I have run into all kinds of people during my awakening. The worst kind are those that have made a commodity out of spirituality, to be bought and sold in hour-long sessions of chakra therapy, energy work, past life regression and assorted mumbo-jumbo. Some of the worst advice I have received is from these hucksters. Kundalini is a rare phenomenon and there are very few people that can offer genuine advice and help out a person suffering in the depths of 'hell'.

On the other hand, there is 'modern' medicine, that has relegated this incredible experience to 'kundalini syndrome' in the pages of DSM IV, the reference manual for mental health professionals, to be treated as a pathological condition, to be 'cured' with powerful anti-psychotic drugs, doing immense damage to the poor person struggling to cope with an extraordinary occurrence.

There is no gentle way of easing into this experience. People who prepare all their lives to receive this blessing, through a regimented set of practices, breathing exercises, yoga, a diet of fruits and vegetables, cleansing rituals may never receive the blessing, and people that are totally unprepared and clueless about it stumble into it as I did, through a spontaneous awakening as a byproduct of drug use, meditation, tantric sex, while delivering a baby — only to wander through life looking for answers. The rare individual that prepares for this through yogic practices and receives it under the auspices of a true guru maybe one of the few that can ease into the subsequent process with minimal trauma, but most aren't that lucky. The disoriented, terror-filled stage which makes the person look and sound 'crazy' is almost a given.

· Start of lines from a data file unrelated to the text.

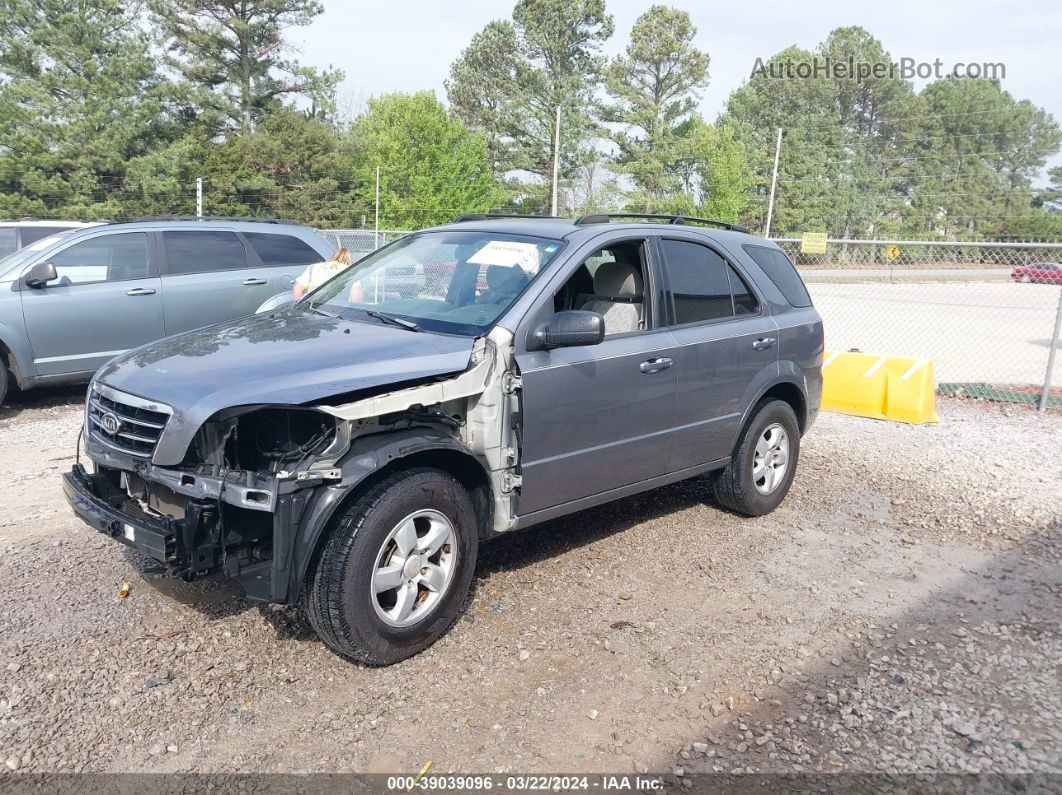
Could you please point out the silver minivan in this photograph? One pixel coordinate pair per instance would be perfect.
(72, 300)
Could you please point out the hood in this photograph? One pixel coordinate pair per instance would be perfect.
(293, 357)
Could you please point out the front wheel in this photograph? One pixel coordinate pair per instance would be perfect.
(764, 463)
(396, 571)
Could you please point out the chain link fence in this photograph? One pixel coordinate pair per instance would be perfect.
(986, 313)
(360, 242)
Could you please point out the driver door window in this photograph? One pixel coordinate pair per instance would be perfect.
(598, 417)
(612, 282)
(106, 258)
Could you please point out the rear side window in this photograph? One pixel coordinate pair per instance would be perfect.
(202, 252)
(9, 240)
(281, 249)
(703, 286)
(781, 271)
(744, 301)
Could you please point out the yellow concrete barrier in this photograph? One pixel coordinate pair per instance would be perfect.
(880, 386)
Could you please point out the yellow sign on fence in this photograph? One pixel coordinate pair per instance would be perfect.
(812, 242)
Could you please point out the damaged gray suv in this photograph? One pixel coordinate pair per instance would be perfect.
(353, 450)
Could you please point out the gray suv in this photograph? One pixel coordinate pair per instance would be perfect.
(353, 450)
(72, 300)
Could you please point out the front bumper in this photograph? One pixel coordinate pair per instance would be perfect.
(100, 505)
(254, 547)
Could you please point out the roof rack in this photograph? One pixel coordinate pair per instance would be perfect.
(242, 219)
(604, 218)
(489, 215)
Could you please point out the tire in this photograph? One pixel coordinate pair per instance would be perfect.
(735, 487)
(365, 550)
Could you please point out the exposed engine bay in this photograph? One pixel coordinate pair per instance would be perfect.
(252, 473)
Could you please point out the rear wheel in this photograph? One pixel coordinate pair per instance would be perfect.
(764, 463)
(397, 569)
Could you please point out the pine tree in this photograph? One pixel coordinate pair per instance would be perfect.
(233, 57)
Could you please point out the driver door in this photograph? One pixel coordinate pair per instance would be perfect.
(597, 417)
(107, 298)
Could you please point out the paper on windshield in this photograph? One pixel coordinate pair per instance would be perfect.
(508, 253)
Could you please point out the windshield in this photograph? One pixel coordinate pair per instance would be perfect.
(457, 282)
(13, 261)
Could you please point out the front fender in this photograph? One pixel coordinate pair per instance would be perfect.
(13, 338)
(367, 454)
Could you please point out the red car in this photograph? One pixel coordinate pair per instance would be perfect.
(1045, 273)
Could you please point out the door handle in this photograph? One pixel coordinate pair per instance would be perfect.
(655, 365)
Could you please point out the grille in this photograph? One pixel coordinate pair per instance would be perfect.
(125, 422)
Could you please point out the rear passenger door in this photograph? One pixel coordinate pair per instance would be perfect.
(724, 338)
(286, 257)
(207, 278)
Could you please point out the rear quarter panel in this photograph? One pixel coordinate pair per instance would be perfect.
(800, 330)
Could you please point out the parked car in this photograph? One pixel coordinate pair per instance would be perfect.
(73, 300)
(358, 446)
(1044, 273)
(15, 235)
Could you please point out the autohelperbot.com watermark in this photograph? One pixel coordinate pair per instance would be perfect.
(824, 66)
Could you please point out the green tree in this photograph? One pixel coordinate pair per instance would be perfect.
(715, 172)
(654, 86)
(289, 167)
(482, 90)
(841, 136)
(432, 167)
(510, 81)
(234, 57)
(80, 99)
(973, 159)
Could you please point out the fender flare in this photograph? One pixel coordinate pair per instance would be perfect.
(366, 456)
(785, 373)
(19, 355)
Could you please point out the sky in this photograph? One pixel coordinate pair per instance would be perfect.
(409, 45)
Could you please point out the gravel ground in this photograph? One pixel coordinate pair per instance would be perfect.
(900, 612)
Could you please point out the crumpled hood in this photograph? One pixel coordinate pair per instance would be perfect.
(292, 357)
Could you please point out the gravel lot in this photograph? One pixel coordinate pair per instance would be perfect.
(900, 612)
(979, 331)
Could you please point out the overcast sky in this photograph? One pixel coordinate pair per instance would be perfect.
(409, 45)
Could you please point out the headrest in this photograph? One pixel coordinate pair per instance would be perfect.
(617, 280)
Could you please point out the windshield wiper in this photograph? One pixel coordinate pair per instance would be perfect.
(319, 310)
(400, 322)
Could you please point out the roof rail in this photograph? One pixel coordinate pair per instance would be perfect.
(604, 218)
(489, 215)
(242, 219)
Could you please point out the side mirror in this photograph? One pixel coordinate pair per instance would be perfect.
(40, 274)
(567, 329)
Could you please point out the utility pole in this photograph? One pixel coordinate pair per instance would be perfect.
(1050, 357)
(557, 156)
(774, 182)
(376, 232)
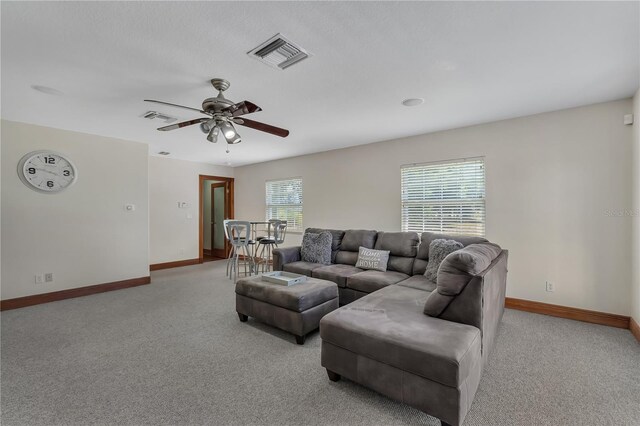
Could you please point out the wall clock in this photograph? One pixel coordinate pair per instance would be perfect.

Any guru that does not warn you about this is doing you a huge disservice. It is better to read true accounts of people that have undergone a real awakening, people in the modern era, not ancient sages. It will save a lot of time and may even provide simple, common sense answers like my previous description of terms like hell, heaven and purgatory as seen from a 21st century perspective, but with the aid of mystical experience. Stay away from the hucksters. I thank JJ for starting this and other blogs and forums so people with a genuine experience can inform and educate others.